James borrows $300,000 for a home from Bank A. Bank A resells the right to collect on that loan to Bank B. Bank B securitizes that loan with hundreds of others and sells the resulting security to a state pension plan, which at the same time purchases an insurance policy from a company called AIG that will pay off if James and the other people whose mortgages are in the security can’t pay off their mortgage loans. Suppose that James and all the other people can’t pay off their mortgages. Which financial entity is legally obligated to suffer the loss?

a. Bank A

b. Bank B

c. the state pension plan

d.
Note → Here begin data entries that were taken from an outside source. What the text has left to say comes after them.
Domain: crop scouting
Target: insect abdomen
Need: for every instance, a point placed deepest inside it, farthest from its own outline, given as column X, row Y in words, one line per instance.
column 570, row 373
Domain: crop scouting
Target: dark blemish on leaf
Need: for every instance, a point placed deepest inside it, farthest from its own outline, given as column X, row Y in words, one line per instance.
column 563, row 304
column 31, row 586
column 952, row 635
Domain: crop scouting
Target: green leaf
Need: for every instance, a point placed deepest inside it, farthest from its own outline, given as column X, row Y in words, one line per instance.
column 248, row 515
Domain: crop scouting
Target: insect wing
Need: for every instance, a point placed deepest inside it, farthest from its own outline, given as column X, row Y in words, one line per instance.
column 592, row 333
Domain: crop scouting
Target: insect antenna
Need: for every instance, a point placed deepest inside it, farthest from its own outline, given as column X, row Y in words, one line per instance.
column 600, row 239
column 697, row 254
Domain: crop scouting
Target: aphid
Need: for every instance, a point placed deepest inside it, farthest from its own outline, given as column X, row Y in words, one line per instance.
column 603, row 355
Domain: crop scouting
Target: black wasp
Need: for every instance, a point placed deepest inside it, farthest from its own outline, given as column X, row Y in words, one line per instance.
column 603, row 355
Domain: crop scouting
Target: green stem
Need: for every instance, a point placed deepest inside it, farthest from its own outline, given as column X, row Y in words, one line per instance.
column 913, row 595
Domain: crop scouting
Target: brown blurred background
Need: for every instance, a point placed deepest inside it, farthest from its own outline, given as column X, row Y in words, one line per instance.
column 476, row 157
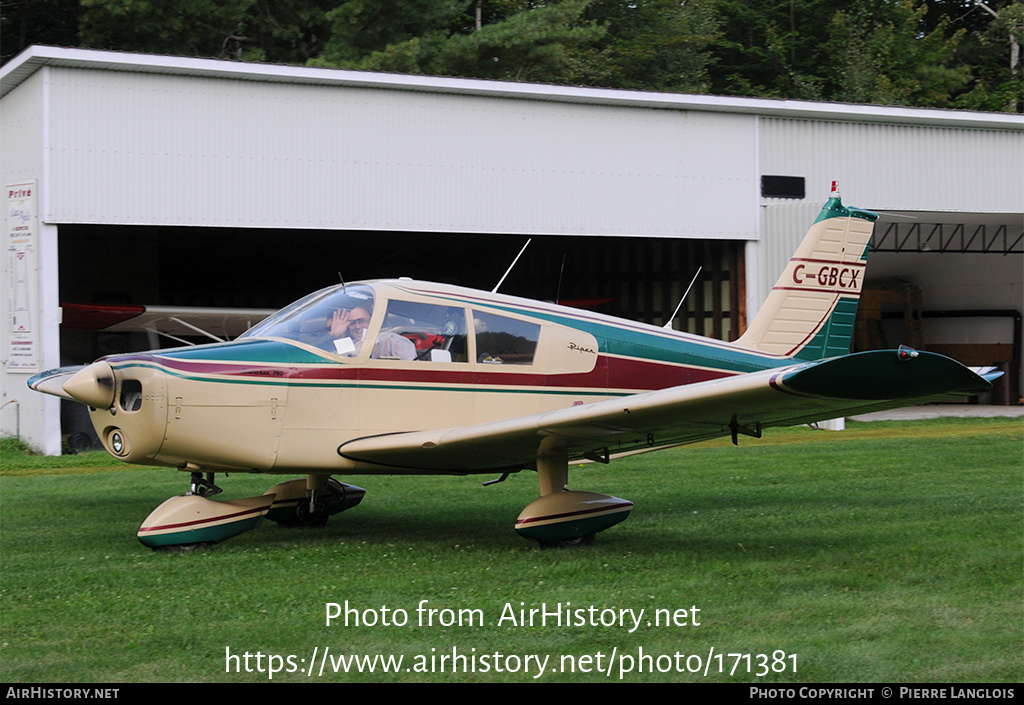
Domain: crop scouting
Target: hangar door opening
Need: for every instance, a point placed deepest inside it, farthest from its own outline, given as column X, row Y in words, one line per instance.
column 952, row 287
column 638, row 279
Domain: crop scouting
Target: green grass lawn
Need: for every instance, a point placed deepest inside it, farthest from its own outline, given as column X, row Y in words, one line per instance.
column 886, row 552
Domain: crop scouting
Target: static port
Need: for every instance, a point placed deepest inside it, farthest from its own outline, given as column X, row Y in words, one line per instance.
column 131, row 395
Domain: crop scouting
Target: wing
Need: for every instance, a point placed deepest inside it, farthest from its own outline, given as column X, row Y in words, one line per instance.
column 739, row 405
column 172, row 322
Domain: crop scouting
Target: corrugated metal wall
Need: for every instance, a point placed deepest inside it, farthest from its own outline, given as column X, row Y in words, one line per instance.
column 881, row 167
column 178, row 150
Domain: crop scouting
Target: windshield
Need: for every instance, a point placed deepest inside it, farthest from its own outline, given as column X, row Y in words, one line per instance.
column 309, row 320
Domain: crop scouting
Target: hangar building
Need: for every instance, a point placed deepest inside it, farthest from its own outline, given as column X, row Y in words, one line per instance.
column 141, row 179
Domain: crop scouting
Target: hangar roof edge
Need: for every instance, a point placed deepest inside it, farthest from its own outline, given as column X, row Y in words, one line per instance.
column 35, row 57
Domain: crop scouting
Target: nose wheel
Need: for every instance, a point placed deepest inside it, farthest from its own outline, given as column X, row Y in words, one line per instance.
column 312, row 501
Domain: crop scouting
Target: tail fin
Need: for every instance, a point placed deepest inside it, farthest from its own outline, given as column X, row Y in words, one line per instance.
column 811, row 310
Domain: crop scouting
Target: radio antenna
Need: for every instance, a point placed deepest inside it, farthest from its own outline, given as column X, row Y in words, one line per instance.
column 495, row 290
column 668, row 326
column 561, row 271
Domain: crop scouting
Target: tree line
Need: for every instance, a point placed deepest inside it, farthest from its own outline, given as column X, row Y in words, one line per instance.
column 941, row 53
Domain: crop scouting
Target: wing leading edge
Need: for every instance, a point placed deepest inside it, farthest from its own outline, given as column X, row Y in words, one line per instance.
column 742, row 404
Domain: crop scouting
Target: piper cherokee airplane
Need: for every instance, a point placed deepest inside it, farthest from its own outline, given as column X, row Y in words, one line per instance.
column 399, row 376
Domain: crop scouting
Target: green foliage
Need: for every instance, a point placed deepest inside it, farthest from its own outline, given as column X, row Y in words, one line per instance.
column 946, row 53
column 884, row 553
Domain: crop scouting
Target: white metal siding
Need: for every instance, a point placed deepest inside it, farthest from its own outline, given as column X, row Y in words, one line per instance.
column 177, row 150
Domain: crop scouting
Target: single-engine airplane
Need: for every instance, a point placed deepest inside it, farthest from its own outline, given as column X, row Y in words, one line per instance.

AIG

Short Answer

Expert verified

The correct answer is option d) AIG.

Step by step solution

01

Step 1. Explanation for the correct answer

The incidence of the loan finally comes on AIG. It is because, that the state pension security has purchased an insurance plan with AIG. So the responsibility of those loans is indirectly transferred to AIG, which will only suffer the loss.

02

Step 2. Explanation for incorrect options

Bank A doesn’t need to suffer the loss as they have already transferred the burden to Bank B by reselling the rights to collect a loan to bank B.

Bank B doesn’t have to suffer the loss as they have securitized the loan with 100 others and sold the resulting security to the state pension. So they have transferred the burden to the state pension security.

The state pension security has insured these mortgages by buying an insurance policy from AIG. So they are also free from the burden. The final burden falls on AIG.